More evacuees flee in Texas, Louisiana as Hurricane Laura nears

Evacuees board a bus in Lake Charles, La., on Tuesday ahead of Hurricane Laura, which strengthened into a Category 3 storm on Wednesday morning. Photo by Dan Anderson/EPA-EFE

Aug. 26 (UPI) — Louisiana Gov. John Bel Edwards called on residents in the path of Hurricane Laura to evacuate as soon as possible Wednesday as the Category 4 storm took aim at the Gulf Coast.

Forecasters expect the major hurricane to make landfall somewhere along the coast of western Louisiana or eastern Texas on Wednesday night.

Edwards warned residents during a midday news conference that meteorologists are expecting “unsurvivable” storm surges of up to 20 feet.

“In my five years as governor, I don’t think I’ve ever had a press conference where I’m trying to convey the sense of urgency I’m trying to convey right now,” he said.

Officials in Louisiana have ordered evacuations in parts of or the entire parishes of Calcasieu, Cameron, Jefferson, Lafourche, Plaquemines, St.
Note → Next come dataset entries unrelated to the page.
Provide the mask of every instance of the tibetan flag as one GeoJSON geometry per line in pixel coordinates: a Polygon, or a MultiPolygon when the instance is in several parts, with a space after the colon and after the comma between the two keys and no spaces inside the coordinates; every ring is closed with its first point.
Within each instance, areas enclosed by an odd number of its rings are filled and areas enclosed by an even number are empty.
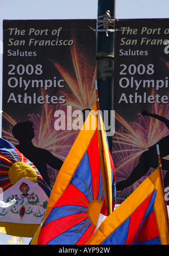
{"type": "MultiPolygon", "coordinates": [[[[105,186],[108,188],[108,201],[112,202],[114,199],[115,193],[112,197],[112,188],[115,179],[113,163],[110,161],[105,131],[98,131],[96,112],[95,105],[60,170],[45,220],[31,245],[86,244],[95,230],[105,198],[105,186]],[[102,179],[105,173],[100,170],[103,164],[99,149],[101,136],[105,158],[108,154],[109,159],[105,162],[106,185],[102,179]]],[[[112,204],[110,206],[112,211],[112,204]]]]}
{"type": "Polygon", "coordinates": [[[33,163],[0,138],[0,233],[32,237],[44,219],[50,194],[33,163]]]}
{"type": "Polygon", "coordinates": [[[169,244],[162,183],[158,167],[107,217],[87,244],[169,244]]]}

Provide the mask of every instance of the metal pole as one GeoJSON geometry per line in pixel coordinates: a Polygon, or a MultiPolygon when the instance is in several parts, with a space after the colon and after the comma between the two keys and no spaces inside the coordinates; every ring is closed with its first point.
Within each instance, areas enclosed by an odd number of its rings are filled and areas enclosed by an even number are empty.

Mary, Terrebonne and Vermilion. Thousands also evacuated in the Texas Counties of Chambers, Galveston, Hardin, Jasper, Jefferson, Newton, Orange and Tyler.
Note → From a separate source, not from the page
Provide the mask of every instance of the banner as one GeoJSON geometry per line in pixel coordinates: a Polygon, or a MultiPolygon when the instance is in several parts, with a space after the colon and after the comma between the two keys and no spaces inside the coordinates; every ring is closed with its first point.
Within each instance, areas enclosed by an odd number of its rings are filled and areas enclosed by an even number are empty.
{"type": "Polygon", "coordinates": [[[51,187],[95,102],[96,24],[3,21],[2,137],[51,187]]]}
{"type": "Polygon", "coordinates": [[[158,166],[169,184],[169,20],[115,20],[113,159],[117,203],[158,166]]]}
National Weather Service meteorologist Ben Schott warned that in addition to storm surge, Laura will pack 145 mph sustained winds.

“A lot of structures are going to be leveled,” he said. “Trees in large swaths are going to be down. Power lines down. There are going to be neighborhoods … that are going to be unrecognizable.
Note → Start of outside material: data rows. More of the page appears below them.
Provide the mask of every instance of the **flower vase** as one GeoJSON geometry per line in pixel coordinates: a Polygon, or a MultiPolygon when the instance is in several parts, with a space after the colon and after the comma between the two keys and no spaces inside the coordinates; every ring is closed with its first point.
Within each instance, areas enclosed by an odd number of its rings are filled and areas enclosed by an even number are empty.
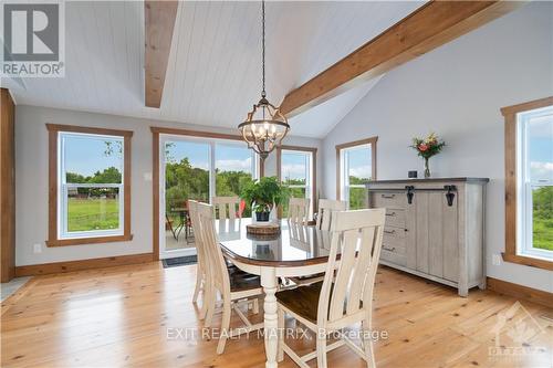
{"type": "Polygon", "coordinates": [[[425,158],[425,179],[430,177],[430,167],[428,166],[429,157],[425,158]]]}

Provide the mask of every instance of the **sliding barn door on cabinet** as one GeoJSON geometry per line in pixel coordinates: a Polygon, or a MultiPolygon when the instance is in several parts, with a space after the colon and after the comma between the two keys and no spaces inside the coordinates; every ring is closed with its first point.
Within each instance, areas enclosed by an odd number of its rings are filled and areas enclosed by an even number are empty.
{"type": "Polygon", "coordinates": [[[386,208],[380,263],[432,281],[486,286],[484,193],[488,179],[383,180],[367,185],[367,203],[386,208]],[[392,235],[398,230],[399,239],[392,235]]]}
Laura grew into a Category 4 hurricane on Wednesday midday as was expected to main its status as a major hurricane when it makes landfall. .

In southeast Texas, Hardin County Judge Wayne McDaniel urged residents to evacuate as quickly as possible.

“If you are still here, there’s still time to leave and you must do so now,” he said in a Facebook post early Wednesday.

Beaumont residents were able to evacuate by bus before service stopped mid-Wednesday morning. In Houston, the METRO transit agency said it planned to suspend all operations Wednesday afternoon.

“METRO vehicles are not designed to operate safely in sustained high winds,” the transit agency said. “Additionally, local officials are recommending residents leave roads clear. METRO’s services will resume gradually when it is safe to do so.”

Houston Mayor Sylvester Turner and Harris County Judge Lina Hidalgo issued shelter-in-place orders on Tuesday ahead of the storm. Hidalgo also issued a voluntary evacuation order for coastal areas bordering Galveston Bay.

“We are looking at the potential surge above the ground on the east side of Harris County,” she said. “A worst case, but certainly possible scenario, would mean potentially devastating surge along our coastal area.”

Hospitals across the region braced for the first major hurricane to arrive in the midst of a pandemic.

“All of our facilities are ready for floods and high winds so I think we’re in as good shape as we can be when these things come close to the coast,” Memorial Hermann System President and CEO Dr. David Callender told KUHT-TV.

He said the hospital system will try to discharge as many patients as possible before Laura arrives.

Houston meteorologist Eric Berger said the city is now outside the storm’s direct path, but should still see some wind and rain.